As the weather drops, mosquitoes are motivated to make their way into the warmth of your home – but as well as causing itchy bites, these pesky creatures can spread disease and lay eggs in food, causing harm to you and pets, which is why it's important to get rid of them.
However, using harsh chemicals to remove them can be unsafe, which is why finding natural ways to get rid of mosquitoes from your house is the best method. Natural repellents are an eco-friendly solution and are safer for people, pets, and furniture.
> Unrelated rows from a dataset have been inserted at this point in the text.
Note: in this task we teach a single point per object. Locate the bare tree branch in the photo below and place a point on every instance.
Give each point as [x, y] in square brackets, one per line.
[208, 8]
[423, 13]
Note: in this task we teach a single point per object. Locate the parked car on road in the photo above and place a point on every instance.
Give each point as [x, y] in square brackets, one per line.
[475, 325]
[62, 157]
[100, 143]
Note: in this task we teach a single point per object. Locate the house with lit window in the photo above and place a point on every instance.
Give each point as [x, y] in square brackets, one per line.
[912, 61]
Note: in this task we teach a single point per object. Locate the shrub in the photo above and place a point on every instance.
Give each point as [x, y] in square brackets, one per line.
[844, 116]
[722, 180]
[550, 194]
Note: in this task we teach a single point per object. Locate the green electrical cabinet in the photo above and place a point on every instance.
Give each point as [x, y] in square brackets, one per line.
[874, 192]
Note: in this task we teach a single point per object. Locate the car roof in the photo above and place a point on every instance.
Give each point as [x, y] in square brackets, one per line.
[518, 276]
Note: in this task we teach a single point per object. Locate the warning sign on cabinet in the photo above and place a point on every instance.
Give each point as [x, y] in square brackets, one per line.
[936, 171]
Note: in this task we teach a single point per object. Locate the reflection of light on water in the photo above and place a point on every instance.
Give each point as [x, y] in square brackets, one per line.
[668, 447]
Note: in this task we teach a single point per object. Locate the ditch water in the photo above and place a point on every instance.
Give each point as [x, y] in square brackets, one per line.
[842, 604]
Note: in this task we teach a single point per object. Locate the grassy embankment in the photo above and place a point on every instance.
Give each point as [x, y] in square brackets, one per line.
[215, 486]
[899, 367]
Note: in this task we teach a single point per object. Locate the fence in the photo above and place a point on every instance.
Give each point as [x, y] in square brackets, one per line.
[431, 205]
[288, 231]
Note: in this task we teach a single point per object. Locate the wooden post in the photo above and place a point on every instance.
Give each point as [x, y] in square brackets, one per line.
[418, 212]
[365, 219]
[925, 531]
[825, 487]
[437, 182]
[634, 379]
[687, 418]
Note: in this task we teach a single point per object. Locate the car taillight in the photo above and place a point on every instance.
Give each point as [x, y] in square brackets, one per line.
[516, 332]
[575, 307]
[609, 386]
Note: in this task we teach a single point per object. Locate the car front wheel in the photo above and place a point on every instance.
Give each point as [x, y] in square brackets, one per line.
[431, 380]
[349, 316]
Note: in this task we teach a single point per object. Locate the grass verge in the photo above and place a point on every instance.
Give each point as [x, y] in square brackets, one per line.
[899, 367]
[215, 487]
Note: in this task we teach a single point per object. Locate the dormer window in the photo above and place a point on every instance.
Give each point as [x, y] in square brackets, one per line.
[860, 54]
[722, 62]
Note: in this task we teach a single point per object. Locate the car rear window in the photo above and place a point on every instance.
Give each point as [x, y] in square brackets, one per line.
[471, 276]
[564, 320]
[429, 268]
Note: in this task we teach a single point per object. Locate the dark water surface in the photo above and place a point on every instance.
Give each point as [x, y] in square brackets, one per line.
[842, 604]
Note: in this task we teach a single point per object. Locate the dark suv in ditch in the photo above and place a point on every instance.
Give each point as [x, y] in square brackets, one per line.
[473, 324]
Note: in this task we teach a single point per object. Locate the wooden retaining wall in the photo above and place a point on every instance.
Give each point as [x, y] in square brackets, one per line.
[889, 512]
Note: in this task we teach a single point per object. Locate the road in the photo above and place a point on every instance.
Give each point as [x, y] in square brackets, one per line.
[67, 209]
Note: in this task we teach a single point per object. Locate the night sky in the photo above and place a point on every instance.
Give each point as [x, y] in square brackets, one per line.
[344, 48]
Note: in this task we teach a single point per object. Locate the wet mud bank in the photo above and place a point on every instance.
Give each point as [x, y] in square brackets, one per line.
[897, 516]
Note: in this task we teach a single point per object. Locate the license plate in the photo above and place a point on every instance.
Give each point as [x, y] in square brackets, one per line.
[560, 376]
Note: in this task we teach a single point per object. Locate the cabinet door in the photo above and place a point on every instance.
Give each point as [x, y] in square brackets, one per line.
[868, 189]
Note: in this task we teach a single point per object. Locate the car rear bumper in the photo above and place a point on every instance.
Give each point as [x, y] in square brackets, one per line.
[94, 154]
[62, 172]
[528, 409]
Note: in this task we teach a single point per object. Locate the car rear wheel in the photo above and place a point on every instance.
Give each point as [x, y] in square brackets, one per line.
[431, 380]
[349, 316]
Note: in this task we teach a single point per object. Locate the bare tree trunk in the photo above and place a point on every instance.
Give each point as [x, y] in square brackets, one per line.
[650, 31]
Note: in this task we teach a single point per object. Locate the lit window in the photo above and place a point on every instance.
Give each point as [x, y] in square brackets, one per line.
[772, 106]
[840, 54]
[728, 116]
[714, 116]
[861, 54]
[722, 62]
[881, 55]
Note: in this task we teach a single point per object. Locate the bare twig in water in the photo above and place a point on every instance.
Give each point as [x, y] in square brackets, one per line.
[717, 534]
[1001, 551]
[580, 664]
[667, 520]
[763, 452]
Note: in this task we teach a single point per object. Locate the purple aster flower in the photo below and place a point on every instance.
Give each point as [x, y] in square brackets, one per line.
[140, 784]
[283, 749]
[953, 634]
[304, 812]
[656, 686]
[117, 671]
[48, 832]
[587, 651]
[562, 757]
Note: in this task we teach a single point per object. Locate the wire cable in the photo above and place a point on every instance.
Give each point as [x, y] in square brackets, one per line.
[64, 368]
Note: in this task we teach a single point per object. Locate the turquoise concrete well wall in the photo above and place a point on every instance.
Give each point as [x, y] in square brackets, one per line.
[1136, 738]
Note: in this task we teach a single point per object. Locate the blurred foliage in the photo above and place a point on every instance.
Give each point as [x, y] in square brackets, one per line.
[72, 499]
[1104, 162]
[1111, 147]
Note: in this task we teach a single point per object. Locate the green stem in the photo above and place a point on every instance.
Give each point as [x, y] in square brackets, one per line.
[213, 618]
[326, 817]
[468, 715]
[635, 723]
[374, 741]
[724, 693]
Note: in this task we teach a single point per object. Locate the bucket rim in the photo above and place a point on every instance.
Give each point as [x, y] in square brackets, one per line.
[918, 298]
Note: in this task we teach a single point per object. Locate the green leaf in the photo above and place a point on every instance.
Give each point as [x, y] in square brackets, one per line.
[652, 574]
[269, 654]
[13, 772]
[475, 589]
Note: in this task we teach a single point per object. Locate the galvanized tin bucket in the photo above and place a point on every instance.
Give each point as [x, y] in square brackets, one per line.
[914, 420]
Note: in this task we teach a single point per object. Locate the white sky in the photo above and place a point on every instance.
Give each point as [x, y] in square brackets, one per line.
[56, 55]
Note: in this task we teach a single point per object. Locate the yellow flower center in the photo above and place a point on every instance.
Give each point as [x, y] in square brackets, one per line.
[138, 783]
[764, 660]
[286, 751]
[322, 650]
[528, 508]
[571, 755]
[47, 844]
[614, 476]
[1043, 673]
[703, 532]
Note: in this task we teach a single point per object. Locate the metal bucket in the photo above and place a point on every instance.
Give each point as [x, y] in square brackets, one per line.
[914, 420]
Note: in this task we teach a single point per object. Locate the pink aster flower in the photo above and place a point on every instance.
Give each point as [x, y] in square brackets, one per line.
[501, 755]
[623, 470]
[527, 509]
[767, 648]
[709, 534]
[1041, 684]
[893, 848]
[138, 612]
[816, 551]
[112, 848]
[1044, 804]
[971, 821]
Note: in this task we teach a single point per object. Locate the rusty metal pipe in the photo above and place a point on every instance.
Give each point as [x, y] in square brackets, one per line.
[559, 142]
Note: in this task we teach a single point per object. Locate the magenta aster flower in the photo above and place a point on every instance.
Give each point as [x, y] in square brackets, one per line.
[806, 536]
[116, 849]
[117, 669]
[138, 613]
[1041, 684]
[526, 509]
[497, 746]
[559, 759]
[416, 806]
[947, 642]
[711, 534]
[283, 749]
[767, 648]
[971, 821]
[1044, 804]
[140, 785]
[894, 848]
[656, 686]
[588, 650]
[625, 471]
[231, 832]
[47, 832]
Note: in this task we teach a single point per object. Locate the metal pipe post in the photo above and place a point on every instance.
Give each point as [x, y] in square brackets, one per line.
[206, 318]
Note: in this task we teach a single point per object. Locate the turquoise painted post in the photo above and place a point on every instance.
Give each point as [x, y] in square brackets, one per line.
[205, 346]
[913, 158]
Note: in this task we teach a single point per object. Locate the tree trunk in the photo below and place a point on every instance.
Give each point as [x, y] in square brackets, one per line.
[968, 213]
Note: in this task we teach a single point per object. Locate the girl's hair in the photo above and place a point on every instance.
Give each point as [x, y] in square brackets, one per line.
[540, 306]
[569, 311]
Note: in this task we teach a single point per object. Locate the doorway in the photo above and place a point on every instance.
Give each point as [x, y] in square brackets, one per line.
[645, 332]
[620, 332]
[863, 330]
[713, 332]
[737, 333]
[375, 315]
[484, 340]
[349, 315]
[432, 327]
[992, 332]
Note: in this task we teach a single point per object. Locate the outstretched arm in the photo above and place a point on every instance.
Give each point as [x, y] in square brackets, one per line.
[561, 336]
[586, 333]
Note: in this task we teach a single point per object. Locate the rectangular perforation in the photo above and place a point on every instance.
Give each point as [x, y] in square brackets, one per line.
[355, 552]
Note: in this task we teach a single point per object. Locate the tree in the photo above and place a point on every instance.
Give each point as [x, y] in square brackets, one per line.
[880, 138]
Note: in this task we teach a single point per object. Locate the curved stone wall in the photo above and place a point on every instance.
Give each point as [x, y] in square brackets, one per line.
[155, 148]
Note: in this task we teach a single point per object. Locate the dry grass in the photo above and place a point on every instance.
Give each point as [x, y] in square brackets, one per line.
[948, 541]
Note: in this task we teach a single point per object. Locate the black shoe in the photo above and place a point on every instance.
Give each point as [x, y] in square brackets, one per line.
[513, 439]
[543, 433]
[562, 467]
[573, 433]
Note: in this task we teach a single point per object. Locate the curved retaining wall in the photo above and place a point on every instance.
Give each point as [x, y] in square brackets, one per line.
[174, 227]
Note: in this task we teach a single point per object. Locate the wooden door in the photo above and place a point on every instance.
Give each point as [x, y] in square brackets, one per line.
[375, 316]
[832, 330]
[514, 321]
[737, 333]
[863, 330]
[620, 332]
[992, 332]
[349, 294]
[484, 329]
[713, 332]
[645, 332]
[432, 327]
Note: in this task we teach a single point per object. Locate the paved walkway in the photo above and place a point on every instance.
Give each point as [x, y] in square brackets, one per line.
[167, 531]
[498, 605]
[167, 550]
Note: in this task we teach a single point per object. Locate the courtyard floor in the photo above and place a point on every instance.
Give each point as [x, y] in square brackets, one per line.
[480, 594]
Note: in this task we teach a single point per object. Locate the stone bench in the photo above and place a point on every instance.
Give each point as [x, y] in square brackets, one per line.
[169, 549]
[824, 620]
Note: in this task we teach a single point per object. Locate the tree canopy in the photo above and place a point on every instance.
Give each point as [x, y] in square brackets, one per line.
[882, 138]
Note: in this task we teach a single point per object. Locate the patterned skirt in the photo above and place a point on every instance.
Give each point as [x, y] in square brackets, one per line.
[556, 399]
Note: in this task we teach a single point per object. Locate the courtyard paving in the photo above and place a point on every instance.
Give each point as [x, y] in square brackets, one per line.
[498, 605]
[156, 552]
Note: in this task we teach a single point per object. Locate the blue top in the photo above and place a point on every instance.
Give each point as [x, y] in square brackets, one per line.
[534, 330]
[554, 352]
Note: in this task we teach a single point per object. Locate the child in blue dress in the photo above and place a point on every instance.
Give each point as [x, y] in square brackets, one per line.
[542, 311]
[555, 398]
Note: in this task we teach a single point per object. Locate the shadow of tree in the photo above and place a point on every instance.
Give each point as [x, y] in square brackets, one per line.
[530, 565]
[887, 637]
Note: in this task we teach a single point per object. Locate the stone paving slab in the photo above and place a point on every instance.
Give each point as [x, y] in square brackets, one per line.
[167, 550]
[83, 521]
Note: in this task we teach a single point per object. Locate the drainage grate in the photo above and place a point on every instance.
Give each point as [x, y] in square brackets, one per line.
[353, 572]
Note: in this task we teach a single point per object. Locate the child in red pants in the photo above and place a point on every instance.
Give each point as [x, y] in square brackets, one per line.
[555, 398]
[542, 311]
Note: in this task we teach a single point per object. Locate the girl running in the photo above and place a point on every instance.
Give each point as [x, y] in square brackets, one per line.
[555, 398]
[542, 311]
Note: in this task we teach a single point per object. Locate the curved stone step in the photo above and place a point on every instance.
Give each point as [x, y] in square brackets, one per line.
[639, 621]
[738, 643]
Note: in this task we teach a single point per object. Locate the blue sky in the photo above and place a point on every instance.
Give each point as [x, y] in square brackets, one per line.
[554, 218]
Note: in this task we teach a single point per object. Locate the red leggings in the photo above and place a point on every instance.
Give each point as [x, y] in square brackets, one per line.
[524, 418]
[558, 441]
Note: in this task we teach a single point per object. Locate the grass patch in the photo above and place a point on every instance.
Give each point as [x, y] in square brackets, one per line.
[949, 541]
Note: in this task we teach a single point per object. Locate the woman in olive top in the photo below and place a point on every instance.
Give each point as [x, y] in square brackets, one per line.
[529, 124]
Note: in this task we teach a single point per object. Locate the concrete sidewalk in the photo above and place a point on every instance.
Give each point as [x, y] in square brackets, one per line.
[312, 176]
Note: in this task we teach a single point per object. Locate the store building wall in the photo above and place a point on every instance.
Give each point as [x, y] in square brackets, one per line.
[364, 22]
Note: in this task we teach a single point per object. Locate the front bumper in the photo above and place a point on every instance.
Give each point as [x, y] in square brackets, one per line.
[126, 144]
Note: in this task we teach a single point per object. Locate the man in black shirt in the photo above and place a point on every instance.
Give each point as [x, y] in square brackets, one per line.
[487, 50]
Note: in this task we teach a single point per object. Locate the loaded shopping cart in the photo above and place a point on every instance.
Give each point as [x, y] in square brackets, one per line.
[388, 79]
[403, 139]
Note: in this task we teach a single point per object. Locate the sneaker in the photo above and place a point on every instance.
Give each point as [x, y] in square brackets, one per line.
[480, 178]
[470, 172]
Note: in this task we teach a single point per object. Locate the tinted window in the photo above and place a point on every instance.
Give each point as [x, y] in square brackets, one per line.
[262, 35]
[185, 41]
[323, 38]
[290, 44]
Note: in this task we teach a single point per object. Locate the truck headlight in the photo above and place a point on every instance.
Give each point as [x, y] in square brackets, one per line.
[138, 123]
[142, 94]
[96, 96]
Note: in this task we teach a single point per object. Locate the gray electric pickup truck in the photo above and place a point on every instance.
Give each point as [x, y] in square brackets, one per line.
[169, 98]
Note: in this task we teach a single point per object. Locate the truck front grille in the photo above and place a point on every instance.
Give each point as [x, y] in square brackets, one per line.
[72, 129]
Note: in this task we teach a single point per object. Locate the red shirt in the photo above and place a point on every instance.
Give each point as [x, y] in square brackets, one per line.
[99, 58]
Our experts have explained the best four natural methods to banish mosquitoes from your house, as well as how to prevent them from coming back.
How to get rid of mosquitoes inside the house naturally
Natural repellents such as mosquito-repelling plants, DIY traps and natural mosquito repellent sprays, can be used throughout your house in key spots where mosquitoes congregate, such as next to windows and outside patios to naturally remove mosquitoes from your home, as well as eliminating breeding grounds.
1. Mosquito-repelling plants
'An effective way to get rid of mosquitoes inside your house is by using natural plants,' says David Mason, interior designer and the founder of Knobs. 'Some plants have insect-repelling properties, making them a great addition to your home decor while also keeping mosquitoes away.'
A.H. David, co-founder of Pest Control Weekly advises, 'Incorporate mosquito-repelling plants like citronella, lavender, basil, and marigolds around your home.' You can even use rosemary to repel mosquitoes.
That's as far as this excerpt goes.